現在の制度の中で認められている混合診療(特定療養費と言います)は、(1)新しく高度な診断や治療で普及度が低い医療技術を指す「高度先進医療」、(2)入院時の個室や予約診察など、どちらかというと患者さんのアメニティ(快適性)に関わる「選定療養」、の2つに大別されます。
まず、高度先進医療は、有効性や普遍性が認められるものは、すべて保険適用するのが筋です。そして、より多くの患者さんが高度の医療を保険で受けられるようにすべきです。
差額ベッドなどのアメニティに関するものは、そもそも診療行為ではありません。したがって、その部分で患者さんから費用を徴収しても「混合診療」には該当しないと整理すべきです。

 「特定療養費」は改められて「保険外併用療養費」(参照:社保庁のサイト読売新聞の記事)となっている。

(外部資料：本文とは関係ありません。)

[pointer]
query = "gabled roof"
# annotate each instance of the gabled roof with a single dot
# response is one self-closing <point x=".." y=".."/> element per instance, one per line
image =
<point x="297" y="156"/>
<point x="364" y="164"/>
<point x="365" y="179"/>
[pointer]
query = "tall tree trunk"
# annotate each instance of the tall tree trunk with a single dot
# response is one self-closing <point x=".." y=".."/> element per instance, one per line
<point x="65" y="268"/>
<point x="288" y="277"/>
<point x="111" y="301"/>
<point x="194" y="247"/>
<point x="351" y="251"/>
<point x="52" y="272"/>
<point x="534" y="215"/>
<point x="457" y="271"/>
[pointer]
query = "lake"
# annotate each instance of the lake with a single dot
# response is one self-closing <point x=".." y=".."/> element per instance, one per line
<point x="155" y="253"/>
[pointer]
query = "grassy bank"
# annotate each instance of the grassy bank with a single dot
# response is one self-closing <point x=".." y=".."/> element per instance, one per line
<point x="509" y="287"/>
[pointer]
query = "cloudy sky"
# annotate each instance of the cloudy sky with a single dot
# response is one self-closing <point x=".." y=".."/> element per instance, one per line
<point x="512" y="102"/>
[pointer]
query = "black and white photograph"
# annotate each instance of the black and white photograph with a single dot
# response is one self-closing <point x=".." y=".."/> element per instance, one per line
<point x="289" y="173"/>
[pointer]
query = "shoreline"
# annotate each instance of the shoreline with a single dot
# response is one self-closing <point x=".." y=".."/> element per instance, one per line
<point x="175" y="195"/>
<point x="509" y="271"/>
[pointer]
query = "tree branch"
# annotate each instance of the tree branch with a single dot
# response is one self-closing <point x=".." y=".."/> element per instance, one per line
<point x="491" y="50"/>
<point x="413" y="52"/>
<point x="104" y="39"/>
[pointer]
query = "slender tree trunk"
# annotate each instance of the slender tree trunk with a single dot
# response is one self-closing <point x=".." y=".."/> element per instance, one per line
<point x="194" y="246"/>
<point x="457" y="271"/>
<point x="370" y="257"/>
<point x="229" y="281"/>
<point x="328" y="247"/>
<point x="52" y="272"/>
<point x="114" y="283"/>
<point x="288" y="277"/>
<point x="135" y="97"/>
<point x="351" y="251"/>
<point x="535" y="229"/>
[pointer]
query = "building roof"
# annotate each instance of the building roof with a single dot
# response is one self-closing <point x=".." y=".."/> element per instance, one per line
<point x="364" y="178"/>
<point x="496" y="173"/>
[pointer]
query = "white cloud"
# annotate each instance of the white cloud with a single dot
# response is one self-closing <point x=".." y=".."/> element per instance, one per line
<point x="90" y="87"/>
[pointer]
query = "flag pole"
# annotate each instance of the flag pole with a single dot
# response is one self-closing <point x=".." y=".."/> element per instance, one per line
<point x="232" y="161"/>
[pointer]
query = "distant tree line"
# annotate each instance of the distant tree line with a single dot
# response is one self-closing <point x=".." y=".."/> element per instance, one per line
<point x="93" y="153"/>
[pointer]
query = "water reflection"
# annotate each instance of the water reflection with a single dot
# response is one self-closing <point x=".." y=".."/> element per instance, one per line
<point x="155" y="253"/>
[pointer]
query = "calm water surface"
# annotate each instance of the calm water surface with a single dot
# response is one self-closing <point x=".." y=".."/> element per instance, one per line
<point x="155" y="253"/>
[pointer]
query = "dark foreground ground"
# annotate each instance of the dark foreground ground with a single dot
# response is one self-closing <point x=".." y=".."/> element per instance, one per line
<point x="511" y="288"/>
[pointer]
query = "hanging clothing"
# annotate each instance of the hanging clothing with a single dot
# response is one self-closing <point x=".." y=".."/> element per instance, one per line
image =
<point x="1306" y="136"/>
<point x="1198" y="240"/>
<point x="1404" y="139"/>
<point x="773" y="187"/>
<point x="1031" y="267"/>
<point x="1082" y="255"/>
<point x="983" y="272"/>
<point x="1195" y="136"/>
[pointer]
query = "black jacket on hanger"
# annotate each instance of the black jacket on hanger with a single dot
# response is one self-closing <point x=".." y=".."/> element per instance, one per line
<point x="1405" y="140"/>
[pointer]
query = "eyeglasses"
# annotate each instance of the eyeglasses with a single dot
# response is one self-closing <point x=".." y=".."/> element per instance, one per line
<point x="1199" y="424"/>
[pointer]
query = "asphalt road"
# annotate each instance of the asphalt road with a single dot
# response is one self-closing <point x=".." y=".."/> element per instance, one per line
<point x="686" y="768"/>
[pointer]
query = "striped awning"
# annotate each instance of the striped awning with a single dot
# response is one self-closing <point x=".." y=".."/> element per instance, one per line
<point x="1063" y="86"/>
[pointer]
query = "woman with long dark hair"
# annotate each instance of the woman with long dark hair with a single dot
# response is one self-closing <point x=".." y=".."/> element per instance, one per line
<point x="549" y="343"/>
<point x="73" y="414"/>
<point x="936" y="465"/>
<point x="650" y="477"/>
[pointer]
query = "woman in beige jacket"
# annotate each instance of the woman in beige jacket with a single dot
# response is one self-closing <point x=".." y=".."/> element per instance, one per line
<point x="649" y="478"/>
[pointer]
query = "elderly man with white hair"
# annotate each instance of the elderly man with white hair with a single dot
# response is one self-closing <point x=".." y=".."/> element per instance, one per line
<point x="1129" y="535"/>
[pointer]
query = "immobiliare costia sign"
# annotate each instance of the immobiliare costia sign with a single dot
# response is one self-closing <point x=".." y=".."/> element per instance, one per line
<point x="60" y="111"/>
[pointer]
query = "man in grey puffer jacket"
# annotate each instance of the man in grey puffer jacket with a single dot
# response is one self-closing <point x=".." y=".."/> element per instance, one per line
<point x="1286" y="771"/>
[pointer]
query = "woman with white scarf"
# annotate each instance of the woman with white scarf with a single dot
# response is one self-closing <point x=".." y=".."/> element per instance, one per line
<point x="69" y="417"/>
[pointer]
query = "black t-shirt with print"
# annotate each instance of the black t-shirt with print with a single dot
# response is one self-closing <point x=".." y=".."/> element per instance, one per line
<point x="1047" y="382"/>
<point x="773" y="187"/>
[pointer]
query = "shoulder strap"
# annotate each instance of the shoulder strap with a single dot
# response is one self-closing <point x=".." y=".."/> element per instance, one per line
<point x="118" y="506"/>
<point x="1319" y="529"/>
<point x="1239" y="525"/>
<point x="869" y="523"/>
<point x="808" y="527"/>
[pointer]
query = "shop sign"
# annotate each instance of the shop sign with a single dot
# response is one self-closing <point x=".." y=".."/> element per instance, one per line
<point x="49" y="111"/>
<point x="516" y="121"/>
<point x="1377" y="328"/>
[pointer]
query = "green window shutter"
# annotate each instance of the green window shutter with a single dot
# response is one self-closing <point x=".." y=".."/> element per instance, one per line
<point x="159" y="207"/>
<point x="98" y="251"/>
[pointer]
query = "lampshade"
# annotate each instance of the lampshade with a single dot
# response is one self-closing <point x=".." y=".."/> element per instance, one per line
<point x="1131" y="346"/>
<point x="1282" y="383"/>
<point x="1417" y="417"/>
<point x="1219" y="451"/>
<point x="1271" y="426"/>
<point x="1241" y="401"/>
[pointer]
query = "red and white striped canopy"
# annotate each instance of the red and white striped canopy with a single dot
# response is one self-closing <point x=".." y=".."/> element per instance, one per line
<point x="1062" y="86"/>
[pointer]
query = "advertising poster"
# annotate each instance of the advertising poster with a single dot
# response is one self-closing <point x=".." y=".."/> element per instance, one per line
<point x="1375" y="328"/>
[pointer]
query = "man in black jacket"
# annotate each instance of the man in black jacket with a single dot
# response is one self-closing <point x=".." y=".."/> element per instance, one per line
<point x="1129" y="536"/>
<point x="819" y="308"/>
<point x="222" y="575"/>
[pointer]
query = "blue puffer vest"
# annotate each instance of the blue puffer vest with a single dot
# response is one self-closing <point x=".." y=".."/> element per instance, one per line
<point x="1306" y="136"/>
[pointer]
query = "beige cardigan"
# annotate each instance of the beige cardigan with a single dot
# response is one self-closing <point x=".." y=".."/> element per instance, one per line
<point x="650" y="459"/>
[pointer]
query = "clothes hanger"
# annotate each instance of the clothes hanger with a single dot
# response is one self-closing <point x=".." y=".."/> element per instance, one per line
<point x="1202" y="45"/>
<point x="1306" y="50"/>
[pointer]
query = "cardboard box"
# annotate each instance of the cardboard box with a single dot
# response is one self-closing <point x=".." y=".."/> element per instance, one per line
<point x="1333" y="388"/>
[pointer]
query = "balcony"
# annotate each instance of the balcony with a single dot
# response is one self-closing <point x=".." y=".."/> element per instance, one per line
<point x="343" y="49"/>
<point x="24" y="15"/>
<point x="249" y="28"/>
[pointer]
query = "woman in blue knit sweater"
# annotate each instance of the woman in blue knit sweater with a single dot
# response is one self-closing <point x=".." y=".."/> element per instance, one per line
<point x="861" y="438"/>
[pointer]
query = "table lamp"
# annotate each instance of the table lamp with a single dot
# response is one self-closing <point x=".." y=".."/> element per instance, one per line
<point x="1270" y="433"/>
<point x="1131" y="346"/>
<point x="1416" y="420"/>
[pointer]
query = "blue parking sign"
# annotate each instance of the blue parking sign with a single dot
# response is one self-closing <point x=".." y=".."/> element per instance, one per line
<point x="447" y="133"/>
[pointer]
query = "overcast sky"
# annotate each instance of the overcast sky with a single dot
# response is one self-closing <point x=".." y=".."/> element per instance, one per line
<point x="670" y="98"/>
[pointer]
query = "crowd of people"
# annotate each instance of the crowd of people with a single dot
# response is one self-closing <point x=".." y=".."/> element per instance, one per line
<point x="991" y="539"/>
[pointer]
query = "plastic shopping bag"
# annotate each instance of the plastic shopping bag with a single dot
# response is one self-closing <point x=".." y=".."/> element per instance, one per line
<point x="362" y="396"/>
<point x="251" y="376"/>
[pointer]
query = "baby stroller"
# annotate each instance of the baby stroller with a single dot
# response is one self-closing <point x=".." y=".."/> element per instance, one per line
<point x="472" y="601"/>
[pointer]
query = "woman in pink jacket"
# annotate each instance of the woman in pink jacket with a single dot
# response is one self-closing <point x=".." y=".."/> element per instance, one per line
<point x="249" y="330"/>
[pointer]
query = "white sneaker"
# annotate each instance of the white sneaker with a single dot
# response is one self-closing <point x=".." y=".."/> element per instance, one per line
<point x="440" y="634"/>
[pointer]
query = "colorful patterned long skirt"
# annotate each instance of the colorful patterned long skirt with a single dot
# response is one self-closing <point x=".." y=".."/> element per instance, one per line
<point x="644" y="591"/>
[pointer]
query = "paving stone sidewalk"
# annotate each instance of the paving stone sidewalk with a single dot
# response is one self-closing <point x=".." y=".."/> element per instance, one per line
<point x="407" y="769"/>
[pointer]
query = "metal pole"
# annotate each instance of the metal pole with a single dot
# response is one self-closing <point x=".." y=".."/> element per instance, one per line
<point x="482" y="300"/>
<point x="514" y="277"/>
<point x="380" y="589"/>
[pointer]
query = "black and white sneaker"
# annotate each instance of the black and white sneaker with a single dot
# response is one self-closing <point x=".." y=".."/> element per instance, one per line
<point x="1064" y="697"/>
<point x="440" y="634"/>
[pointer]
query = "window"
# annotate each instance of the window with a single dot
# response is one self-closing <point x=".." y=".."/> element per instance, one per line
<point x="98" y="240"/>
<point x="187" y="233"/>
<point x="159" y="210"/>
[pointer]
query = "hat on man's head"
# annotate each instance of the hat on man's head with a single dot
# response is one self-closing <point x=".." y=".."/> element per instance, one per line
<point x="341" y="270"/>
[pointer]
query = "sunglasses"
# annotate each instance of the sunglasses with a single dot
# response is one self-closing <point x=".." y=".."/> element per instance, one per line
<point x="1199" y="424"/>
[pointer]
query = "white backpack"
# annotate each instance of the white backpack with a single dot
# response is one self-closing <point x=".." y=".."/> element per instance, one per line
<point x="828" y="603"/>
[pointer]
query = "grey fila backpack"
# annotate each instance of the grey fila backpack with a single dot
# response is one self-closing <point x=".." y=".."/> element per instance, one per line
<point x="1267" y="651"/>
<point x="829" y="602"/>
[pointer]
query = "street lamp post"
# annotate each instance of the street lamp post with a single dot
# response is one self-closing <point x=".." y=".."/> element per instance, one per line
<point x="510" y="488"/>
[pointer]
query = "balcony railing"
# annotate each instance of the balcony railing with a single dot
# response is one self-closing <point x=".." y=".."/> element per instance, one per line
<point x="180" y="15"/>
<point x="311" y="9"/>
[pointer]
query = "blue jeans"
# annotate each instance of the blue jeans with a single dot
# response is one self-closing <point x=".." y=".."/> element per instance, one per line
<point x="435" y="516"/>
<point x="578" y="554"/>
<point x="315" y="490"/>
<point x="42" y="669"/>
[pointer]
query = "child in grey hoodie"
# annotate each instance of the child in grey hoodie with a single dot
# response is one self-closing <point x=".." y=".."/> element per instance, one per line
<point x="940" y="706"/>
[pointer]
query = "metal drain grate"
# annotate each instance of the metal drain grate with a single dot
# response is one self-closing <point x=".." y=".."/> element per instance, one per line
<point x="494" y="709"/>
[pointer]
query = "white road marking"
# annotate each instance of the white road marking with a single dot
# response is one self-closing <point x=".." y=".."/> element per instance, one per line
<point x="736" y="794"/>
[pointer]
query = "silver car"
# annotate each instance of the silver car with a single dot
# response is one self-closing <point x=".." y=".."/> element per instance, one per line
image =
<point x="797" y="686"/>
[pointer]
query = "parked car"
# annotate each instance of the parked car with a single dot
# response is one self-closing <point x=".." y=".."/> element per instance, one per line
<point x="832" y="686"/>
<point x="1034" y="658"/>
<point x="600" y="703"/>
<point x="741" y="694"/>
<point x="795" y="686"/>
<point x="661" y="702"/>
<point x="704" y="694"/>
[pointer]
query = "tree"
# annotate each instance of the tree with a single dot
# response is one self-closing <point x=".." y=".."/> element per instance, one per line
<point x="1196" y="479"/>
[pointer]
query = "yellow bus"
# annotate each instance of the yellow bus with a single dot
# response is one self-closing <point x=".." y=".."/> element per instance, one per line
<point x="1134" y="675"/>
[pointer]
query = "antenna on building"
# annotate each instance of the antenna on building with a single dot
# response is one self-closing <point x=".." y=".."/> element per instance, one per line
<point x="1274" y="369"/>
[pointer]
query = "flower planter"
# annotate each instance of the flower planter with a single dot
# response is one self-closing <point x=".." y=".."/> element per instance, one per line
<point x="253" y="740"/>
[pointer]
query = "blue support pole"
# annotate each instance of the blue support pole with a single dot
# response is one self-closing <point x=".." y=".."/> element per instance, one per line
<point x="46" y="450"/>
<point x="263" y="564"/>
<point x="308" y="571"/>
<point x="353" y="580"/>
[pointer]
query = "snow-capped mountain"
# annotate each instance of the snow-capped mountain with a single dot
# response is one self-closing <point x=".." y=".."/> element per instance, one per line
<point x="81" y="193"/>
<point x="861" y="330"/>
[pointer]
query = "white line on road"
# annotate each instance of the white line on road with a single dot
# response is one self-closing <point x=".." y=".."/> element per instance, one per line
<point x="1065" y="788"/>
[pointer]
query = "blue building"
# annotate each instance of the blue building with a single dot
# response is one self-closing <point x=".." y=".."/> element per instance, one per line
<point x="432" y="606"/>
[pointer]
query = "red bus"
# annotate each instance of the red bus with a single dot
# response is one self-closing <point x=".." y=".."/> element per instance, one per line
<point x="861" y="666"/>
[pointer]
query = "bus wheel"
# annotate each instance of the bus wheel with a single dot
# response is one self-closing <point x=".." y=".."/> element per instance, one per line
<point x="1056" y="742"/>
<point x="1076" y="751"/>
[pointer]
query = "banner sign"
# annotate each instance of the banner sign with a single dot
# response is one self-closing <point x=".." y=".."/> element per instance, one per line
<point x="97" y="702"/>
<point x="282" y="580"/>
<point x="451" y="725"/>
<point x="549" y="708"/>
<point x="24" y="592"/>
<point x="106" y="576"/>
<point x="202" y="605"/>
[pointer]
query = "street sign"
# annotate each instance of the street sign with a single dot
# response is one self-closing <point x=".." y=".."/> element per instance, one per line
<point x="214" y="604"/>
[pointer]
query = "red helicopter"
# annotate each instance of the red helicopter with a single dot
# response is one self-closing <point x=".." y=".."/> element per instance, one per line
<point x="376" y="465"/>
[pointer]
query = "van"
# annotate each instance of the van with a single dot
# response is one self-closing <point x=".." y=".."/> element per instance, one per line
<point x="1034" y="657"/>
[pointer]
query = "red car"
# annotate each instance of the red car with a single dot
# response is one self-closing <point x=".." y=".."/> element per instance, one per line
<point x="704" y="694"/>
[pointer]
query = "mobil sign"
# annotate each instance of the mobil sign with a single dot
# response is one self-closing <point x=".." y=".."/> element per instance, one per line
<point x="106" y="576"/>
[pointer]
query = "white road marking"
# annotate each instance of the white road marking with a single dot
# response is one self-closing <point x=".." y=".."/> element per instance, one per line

 「高度先進医療は、有効性や普遍性が認められるものは、すべて保険適用する」ことには賛成である。しかし現状はそうなっていない。保険適用になるまで今の患者を待たせることは医者のすることではないだろう。混合診療で保険診療分も一部負担にして少しでも患者の負担を減らした方が良い。

 とりあえず、【混合診療ってなに?:混合診療ってなに?〜Q&A〜】の記載に対する反論を書き終えた。急いで書いたので書き忘れていることがあるかもしれない。その場合は追記する。
 その他の【こんなケースはどうすべき?】【日本医師会はこう考えています】の記載に対する反論は後で別のエントリーにして書く。このエントリーに書いた反論と重複するかもしれないが…。